An explainable phosphorylation peptide associated with SARS-CoV-2 infection employing a 2D Convolutional Neural Network (2DCNN)

Abstract

Phosphorylation is a post-translational modification process plays a critical role in the regulation of many cellular processes, including viral infection for example SARS-CoV-2. The SARS-CoV-2 is the virus responsible for causing the COVID-19 pandemic. The identification and characterization of phosphorylation sites on SARS-CoV-2 proteins could provide valuable insights into the mechanisms underlying the virus's pathogenesis and may lead to the development of new therapeutic strategies for COVID-19. The development of computational predictors for phosphorylation site identification has received remarkable attention recently, however these methods limited to find phosphorylation sites in SARS-CoV-2-infected host cells.

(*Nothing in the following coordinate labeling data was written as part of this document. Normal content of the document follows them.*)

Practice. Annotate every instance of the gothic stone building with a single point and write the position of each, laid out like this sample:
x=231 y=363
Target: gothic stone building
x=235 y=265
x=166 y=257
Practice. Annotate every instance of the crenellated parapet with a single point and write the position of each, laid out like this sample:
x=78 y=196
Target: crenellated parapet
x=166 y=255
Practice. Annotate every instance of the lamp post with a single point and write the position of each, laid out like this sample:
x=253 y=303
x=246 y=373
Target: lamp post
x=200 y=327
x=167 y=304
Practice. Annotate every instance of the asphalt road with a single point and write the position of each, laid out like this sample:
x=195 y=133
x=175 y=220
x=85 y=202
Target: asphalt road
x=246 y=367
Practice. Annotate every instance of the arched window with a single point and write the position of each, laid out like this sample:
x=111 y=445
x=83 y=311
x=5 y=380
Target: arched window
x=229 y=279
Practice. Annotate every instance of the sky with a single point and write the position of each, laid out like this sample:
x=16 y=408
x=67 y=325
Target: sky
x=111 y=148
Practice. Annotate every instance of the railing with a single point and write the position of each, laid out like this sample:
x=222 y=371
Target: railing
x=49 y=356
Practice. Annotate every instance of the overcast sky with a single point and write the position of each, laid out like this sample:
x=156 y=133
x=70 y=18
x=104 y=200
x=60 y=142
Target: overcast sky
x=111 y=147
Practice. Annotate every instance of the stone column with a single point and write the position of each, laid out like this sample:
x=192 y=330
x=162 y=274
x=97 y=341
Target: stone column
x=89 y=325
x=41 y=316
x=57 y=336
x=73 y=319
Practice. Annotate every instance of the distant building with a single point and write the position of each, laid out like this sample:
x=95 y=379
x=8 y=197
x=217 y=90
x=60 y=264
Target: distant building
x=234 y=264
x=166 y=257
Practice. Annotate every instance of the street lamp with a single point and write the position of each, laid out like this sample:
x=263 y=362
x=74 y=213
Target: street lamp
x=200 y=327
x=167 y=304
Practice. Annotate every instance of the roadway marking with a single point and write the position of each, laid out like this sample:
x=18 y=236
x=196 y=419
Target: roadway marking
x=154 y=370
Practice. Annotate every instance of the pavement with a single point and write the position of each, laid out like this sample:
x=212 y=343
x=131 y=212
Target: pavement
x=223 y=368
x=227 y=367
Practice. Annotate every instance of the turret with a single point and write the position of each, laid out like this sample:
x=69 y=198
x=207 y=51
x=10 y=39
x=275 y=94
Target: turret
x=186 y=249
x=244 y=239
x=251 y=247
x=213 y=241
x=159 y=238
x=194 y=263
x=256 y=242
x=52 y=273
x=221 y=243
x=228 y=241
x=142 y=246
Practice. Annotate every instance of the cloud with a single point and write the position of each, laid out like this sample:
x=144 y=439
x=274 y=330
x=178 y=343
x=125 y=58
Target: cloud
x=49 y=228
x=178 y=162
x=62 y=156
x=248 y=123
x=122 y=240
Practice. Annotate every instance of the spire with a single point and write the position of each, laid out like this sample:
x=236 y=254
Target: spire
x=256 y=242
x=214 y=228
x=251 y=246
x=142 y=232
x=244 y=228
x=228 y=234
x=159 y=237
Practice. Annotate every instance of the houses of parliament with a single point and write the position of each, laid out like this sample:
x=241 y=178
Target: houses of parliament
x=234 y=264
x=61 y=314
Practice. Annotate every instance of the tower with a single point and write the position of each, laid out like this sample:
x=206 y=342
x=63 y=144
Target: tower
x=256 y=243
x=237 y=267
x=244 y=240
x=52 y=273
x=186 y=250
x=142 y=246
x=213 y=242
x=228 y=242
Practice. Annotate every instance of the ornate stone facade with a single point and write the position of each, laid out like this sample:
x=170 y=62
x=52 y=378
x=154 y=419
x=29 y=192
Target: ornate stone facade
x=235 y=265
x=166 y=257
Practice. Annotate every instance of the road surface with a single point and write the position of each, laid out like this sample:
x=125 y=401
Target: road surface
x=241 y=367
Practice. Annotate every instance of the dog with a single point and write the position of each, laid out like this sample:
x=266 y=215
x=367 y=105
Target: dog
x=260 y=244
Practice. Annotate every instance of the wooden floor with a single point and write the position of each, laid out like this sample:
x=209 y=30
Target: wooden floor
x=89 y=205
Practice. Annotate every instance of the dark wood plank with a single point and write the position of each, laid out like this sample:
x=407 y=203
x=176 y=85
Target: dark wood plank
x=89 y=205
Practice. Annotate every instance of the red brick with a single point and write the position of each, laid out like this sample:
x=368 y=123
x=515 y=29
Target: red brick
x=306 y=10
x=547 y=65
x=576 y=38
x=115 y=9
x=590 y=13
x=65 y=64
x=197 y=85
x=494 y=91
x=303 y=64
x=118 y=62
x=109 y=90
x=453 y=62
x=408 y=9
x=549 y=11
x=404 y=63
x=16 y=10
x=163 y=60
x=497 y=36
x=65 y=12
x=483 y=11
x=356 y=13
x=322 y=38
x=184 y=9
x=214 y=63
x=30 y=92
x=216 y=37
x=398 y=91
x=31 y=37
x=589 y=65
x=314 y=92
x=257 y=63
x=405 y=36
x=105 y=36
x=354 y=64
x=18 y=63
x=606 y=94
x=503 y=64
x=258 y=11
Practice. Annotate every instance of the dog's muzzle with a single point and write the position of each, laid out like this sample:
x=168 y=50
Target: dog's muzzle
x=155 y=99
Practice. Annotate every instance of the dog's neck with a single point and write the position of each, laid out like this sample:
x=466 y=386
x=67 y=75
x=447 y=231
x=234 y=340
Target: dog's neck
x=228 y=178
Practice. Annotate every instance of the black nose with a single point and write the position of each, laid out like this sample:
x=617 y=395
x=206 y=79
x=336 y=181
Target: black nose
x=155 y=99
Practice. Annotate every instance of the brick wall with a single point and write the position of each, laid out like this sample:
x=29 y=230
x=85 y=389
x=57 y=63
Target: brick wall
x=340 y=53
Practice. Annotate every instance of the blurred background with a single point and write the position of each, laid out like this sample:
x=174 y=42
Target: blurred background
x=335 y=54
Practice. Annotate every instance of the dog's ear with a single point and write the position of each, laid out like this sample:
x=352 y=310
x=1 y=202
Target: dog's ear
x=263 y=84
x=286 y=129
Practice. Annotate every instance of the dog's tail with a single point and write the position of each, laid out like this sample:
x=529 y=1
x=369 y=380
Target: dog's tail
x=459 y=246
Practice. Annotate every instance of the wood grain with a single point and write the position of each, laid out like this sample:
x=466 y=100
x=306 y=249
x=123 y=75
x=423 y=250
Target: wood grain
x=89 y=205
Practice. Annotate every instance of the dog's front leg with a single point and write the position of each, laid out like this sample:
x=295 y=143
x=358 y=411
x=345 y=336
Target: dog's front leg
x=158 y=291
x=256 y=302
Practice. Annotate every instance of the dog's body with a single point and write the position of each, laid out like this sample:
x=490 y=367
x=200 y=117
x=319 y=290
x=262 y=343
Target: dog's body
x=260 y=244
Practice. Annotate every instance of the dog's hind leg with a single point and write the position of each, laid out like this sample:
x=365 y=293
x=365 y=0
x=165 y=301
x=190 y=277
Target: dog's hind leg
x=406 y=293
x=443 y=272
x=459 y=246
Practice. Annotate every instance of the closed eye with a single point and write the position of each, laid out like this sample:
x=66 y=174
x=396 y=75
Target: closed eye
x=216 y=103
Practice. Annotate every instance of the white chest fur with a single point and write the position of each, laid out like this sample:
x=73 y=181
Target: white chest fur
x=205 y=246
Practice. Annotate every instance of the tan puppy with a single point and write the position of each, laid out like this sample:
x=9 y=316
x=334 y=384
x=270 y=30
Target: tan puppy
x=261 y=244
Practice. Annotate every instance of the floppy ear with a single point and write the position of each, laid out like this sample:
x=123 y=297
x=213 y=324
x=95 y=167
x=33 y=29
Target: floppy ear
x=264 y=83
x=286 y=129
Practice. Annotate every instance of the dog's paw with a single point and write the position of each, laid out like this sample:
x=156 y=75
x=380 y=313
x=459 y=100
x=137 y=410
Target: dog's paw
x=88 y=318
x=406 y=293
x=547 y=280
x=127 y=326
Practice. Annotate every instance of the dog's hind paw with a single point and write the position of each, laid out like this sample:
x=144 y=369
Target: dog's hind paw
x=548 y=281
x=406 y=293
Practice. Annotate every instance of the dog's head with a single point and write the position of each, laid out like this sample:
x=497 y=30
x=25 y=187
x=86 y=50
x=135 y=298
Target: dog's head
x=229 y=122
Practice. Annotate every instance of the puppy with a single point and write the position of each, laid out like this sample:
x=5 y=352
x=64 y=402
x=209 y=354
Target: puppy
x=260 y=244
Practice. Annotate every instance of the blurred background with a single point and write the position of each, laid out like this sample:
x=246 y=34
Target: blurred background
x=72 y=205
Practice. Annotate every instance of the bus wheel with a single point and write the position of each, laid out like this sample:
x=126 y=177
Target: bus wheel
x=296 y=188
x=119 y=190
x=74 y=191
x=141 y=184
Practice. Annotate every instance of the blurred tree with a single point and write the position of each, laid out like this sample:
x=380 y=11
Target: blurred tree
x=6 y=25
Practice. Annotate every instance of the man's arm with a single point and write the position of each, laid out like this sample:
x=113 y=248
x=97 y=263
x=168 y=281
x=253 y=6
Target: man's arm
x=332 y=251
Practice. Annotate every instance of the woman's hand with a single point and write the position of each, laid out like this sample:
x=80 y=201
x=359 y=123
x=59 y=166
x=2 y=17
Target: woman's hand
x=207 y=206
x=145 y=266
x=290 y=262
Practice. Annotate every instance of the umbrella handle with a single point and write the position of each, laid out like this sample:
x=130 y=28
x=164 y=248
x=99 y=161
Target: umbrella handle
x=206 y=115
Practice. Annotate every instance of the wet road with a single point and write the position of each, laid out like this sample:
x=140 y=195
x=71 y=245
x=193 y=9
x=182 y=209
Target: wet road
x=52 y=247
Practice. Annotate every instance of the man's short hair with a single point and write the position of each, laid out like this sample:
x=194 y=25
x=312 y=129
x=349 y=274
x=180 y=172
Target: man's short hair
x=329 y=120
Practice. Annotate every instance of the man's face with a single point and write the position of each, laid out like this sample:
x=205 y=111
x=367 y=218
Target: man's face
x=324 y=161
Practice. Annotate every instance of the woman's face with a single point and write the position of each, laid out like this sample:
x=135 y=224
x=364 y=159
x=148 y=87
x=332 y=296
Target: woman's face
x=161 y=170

Viral-host protein-protein interactions cause alterations in phosphorylation and may influence host protein subcellular localization. In this work we proposed a predictor called 2Deep-IPs using two-dimensional convolutional deep neural network (2D-CNN) for identification of particular phosphorylation sites. We extracted the amino acid composition-based features from protein sequence by using dipeptide deviation from expected mean (DDE) descriptor. Further, we used shapely additive explanation’s (SHAP's) algorithm to rank the effective attributes that adequately contain crucial biological information. The proposed model outperformed on top 15 high ranked features. The empirical outcomes of 2Deep-IPs based on 10- fold cross-validation achieved accuracy score 96.71, Sen score obtained 94.46 and Spec score obtain is 99.69 and MCC score obtain 0.939. The results analysis based on independent datasets achieved accuracy score 95.70, Sen score obtained 97.83 and Spec score obtain is 91.89 and MCC score obtain 0.782, respectively. Thus, the anticipated results reveal that 2Deep-IPs outperforms other phosphorylation sites predictors both on cross-validation and independent test respectively. We hope that the proposed Deep-IPs will provide in-depth knowledge to other methods that can be used to predict general phosphorylation sites.